On the 28th of June 2022 the Dutch government announced its ambition to accelerate the realization of wind energy in the North Sea. The government aims to cluster wind farms as much as possible and to leave as much contiguous space as possible for other uses at sea. The aim is to realize this having compact wind farms built, with approximately 10 MW of wind capacity per square kilometre. This 'power density' is approximately 2.5 times higher than the first large-scale wind farms, and thus makes proportionally less use of the available space at sea. This is, however, easier said than done as wind farms are affected by wake effects. These effects appear both within the wind farm between turbines as well as between wind farms, thereby affecting each other. An upwind wind farm with traditional turbines & rotors generates decreased downwind wind speeds which undermine the capacity of the wind farm for power generation as well as negatively affecting neighbouring wind farms, reducing their potential revenues.
Doelstelling
The goal of this project is to lower the costs offshore energy production from wind by drastically decreasing the wake effects of offshore wind farms. This reduction is possible due to the tilted rotor concept of the TouchWind floating wind turbine. To reach this goal the consortium will carry out research into a better understanding of the behaviour of the wake effect in a windfarm with tilted rotors. With this understanding it will be possible to optimise the potential wake reduction in windfarms with turbines with tilted rotors. The findings of this project will not only apply to the TouchWind floating wind turbines, but can be adapted to other wind turbines with tilted rotors including fixed offshore wind turbines.
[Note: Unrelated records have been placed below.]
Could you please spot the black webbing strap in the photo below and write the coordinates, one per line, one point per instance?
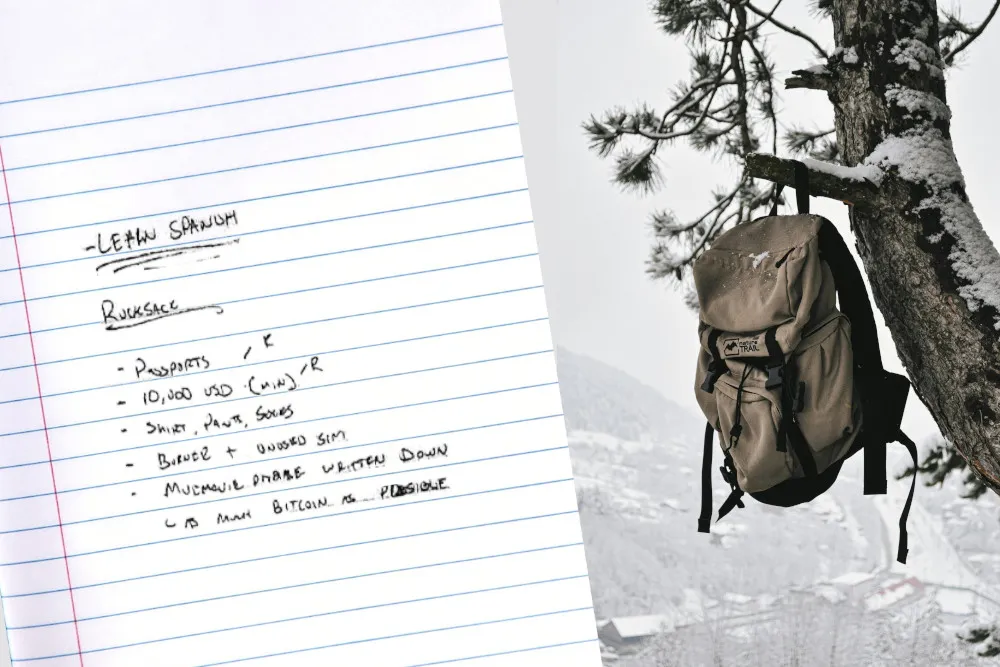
(801, 184)
(777, 198)
(717, 367)
(705, 519)
(801, 187)
(735, 497)
(776, 379)
(904, 515)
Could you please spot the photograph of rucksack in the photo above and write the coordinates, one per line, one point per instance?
(793, 384)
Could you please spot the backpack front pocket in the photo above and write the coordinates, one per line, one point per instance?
(827, 406)
(748, 419)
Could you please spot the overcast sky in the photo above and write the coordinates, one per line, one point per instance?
(594, 239)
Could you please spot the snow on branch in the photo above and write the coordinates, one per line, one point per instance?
(857, 185)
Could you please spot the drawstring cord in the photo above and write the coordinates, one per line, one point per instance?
(737, 429)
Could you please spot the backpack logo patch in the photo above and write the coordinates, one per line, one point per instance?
(735, 347)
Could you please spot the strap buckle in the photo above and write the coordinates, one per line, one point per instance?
(775, 376)
(715, 371)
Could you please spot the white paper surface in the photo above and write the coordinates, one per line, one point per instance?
(276, 377)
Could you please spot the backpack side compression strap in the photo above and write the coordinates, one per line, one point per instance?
(705, 519)
(903, 541)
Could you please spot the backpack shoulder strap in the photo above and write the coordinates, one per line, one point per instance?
(854, 303)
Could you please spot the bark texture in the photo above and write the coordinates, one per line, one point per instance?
(914, 228)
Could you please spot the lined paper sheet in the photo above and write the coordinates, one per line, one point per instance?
(277, 385)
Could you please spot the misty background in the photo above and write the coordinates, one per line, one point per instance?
(628, 352)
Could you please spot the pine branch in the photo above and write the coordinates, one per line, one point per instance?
(952, 27)
(791, 30)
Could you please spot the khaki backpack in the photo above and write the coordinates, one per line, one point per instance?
(793, 384)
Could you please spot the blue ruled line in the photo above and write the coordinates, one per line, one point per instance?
(297, 225)
(254, 397)
(276, 589)
(251, 364)
(250, 133)
(289, 521)
(306, 617)
(246, 167)
(264, 197)
(274, 328)
(274, 262)
(304, 552)
(177, 77)
(515, 651)
(396, 636)
(303, 290)
(215, 105)
(332, 482)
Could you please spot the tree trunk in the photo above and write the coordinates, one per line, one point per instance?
(934, 273)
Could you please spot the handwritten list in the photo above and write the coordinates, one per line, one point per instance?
(277, 384)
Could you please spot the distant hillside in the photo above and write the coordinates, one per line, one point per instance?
(637, 460)
(603, 399)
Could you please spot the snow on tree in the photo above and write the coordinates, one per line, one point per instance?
(889, 157)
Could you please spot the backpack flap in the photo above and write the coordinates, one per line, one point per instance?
(760, 275)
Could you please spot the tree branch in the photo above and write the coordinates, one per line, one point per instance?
(791, 30)
(949, 57)
(844, 184)
(813, 78)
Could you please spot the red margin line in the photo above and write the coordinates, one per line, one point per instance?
(41, 405)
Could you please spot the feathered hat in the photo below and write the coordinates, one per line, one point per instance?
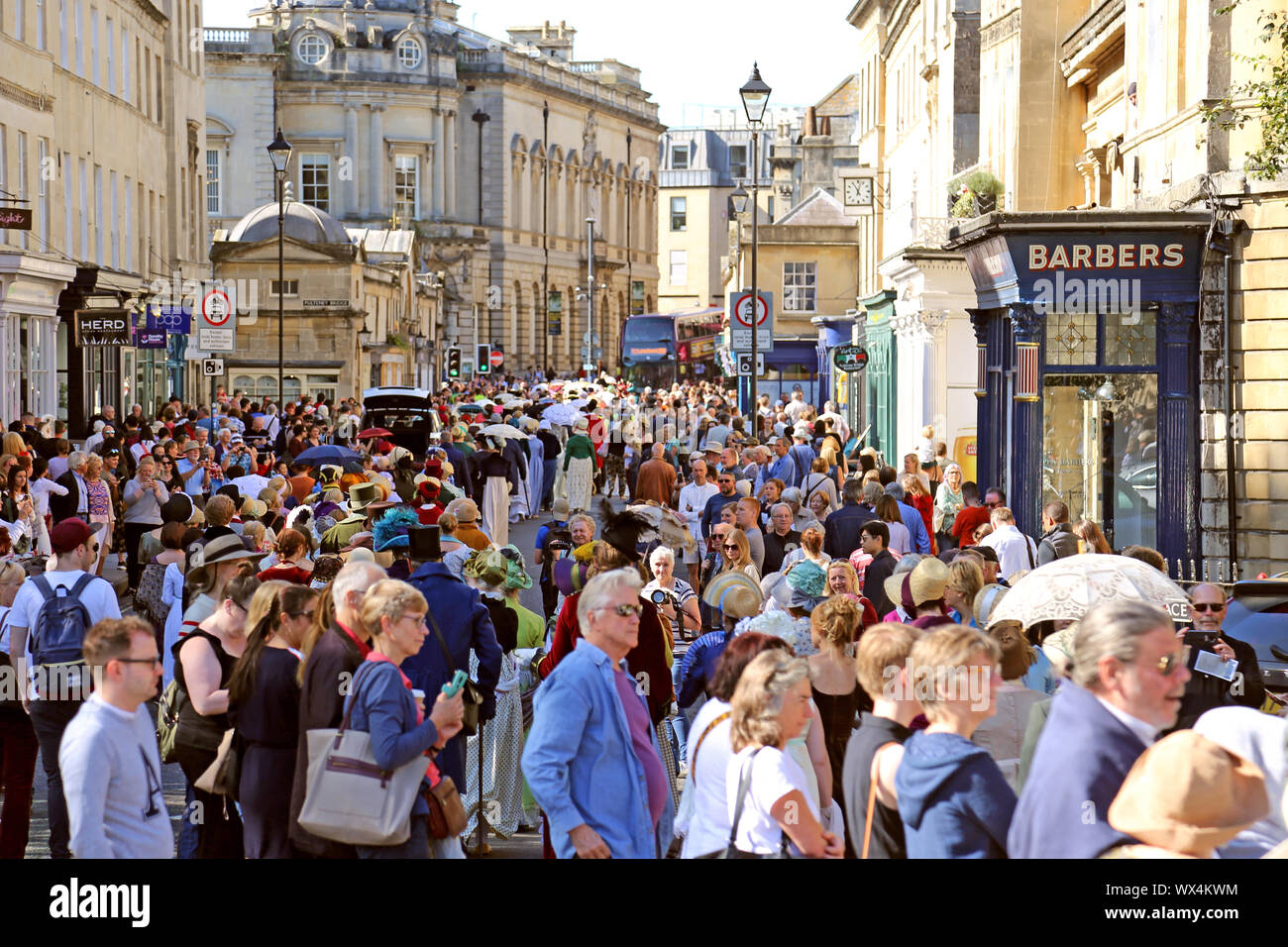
(390, 530)
(626, 530)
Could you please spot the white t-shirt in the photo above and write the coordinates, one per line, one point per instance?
(774, 775)
(708, 827)
(98, 598)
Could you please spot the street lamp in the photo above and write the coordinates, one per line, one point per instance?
(279, 154)
(755, 98)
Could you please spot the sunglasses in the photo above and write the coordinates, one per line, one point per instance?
(625, 611)
(1168, 664)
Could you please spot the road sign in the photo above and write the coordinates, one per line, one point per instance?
(850, 357)
(217, 330)
(741, 321)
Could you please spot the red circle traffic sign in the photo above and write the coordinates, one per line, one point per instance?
(739, 305)
(217, 308)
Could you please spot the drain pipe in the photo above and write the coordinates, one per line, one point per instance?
(1228, 228)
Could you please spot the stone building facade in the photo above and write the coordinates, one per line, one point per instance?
(493, 154)
(102, 129)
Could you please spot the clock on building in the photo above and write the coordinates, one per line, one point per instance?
(858, 192)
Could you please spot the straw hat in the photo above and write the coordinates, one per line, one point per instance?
(1189, 795)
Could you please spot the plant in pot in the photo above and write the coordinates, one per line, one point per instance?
(974, 193)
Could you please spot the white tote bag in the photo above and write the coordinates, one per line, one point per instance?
(349, 796)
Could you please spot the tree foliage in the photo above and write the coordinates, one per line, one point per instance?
(1265, 97)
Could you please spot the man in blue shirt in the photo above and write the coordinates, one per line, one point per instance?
(591, 759)
(911, 518)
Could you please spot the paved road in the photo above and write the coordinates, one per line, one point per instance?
(523, 845)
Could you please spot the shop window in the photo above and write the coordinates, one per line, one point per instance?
(1070, 338)
(1100, 451)
(1129, 338)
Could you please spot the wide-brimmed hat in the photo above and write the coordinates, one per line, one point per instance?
(464, 509)
(1188, 793)
(734, 592)
(362, 495)
(226, 549)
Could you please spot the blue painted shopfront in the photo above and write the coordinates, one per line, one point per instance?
(1087, 393)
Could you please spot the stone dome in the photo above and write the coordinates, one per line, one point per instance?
(303, 223)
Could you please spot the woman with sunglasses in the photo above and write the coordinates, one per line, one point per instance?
(737, 554)
(204, 665)
(265, 706)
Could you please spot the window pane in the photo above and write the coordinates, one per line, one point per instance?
(316, 180)
(1070, 338)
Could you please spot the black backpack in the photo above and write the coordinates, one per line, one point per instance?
(60, 624)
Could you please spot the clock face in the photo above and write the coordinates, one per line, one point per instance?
(858, 192)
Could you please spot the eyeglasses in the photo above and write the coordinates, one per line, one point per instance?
(625, 611)
(1168, 664)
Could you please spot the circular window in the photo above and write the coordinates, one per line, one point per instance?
(310, 50)
(408, 53)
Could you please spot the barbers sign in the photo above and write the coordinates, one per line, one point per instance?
(102, 328)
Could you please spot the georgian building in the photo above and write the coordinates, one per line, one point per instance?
(492, 154)
(102, 129)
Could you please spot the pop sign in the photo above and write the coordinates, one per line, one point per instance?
(741, 320)
(850, 357)
(217, 330)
The future commercialization and deployment of the POWER concept will result in significant cost reductions for offshore wind. Cost reductions are realised by the higher power output and more compact wind farm, theoretically resulting in a 4x higher power density. Based on the RVO model to calculate the 'basisbedrag' for wind energy the cost reduction is estimated at 38,5 €/MWh. This is a reduction of 15,6%.
Korte omschrijving
In this project 10 experimental turbines with tilted rotors will be developed, designed and built. With these turbines experiments will be carried out, first on land and then on water. In the experiments various wind farm layouts (configuration, distance etc.) will be tested and extensive measurement campaigns will be carried out. Data from these experiments are used to develop, test and validate numeric models that describe the behaviour of the wake effect in wind farm with tilted rotors.
Resultaat
The project will result in the necessary tools to develop an offshore wind farm based on turbines with tilted rotors. These tools will be used to design and develop the first demonstration with 10x2,5MW TouchWind turbines and subsequently the first large scale windfarm before 2030. The higher power output of these wind farms will result in substantial saving of future SDE++ expenses.